= Chudei =

Village in Chernivtsi Oblast, Ukraine

Chudei (Чудей; Ciudei; טשעדי; Tschudej) is a village in Chernivtsi Raion, Chernivtsi Oblast, Ukraine. It hosts the administration of Chudei rural hromada, one of the hromadas of Ukraine.

Between September 7, 1946 and April 6, 1995 the village was called Meschyritschja (Межиріччя).

Until 18 July 2020, Chudei belonged to Storozhynets Raion. The raion was abolished in July 2020 as part of the administrative reform of Ukraine, which reduced the number of raions of Chernivtsi Oblast to three. The area of Storozhynets Raion was merged into Chernivtsi Raion. In 2001, 82.24% of the inhabitants spoke Romanian as their native language, while 13.56% spoke Ukrainian.

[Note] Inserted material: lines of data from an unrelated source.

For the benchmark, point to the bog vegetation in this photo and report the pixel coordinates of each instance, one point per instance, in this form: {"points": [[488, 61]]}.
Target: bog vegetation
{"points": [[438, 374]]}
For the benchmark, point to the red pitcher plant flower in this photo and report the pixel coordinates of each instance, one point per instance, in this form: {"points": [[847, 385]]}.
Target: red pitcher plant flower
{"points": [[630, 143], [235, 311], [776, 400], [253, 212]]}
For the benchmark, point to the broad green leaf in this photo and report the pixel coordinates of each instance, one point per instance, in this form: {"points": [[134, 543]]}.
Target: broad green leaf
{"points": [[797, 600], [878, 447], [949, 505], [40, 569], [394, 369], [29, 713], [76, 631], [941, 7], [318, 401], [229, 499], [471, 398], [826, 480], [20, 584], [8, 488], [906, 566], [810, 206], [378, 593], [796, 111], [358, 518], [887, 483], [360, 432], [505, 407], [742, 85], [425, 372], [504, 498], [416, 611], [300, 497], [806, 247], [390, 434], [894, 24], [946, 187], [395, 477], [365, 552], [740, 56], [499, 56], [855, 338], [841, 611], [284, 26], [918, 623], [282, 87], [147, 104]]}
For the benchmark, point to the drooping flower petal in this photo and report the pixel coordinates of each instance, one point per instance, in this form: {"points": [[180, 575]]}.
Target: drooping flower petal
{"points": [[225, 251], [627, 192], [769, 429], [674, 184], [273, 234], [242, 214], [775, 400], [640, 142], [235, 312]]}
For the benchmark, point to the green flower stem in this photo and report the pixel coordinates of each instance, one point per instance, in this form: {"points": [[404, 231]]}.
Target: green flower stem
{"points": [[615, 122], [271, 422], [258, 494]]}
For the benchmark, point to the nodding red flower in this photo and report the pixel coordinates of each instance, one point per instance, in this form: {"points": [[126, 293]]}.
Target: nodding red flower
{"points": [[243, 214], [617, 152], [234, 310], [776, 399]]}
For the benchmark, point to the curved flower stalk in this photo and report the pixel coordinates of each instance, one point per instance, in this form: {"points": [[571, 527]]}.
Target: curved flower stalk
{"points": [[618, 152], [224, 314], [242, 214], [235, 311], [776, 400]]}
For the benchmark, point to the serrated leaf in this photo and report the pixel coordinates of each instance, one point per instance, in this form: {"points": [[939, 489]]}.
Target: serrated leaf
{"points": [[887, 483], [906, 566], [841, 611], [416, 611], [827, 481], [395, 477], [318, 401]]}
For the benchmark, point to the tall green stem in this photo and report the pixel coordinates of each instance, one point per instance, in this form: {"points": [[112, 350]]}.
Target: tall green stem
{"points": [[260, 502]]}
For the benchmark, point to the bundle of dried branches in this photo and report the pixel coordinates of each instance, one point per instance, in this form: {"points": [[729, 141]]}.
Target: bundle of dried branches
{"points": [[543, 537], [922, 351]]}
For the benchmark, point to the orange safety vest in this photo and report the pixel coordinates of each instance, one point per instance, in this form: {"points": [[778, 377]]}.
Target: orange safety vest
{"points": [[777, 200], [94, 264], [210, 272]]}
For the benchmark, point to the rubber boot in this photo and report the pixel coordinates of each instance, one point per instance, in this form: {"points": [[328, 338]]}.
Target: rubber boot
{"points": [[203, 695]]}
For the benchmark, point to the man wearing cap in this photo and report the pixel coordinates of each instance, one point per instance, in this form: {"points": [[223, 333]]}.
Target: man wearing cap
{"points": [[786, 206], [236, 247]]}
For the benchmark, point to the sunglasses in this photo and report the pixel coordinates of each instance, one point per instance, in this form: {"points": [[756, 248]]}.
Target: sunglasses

In an interview for the Romanian newspaper Libertatea published on 26 April 2023, the mayor of the Chudei rural hromada, Anatolie Pițul, stated that some 60 men, ethnic Romanians, from the localities composing the hromada were fighting in the frontlines as a result of the Russian invasion of Ukraine. He also said that the Chudei rural hromada had hosted a total of some 1,250 internally displaced Ukrainian citizens since the start of the war, with some 340 remaining in the hromada at the time of the interview's publication.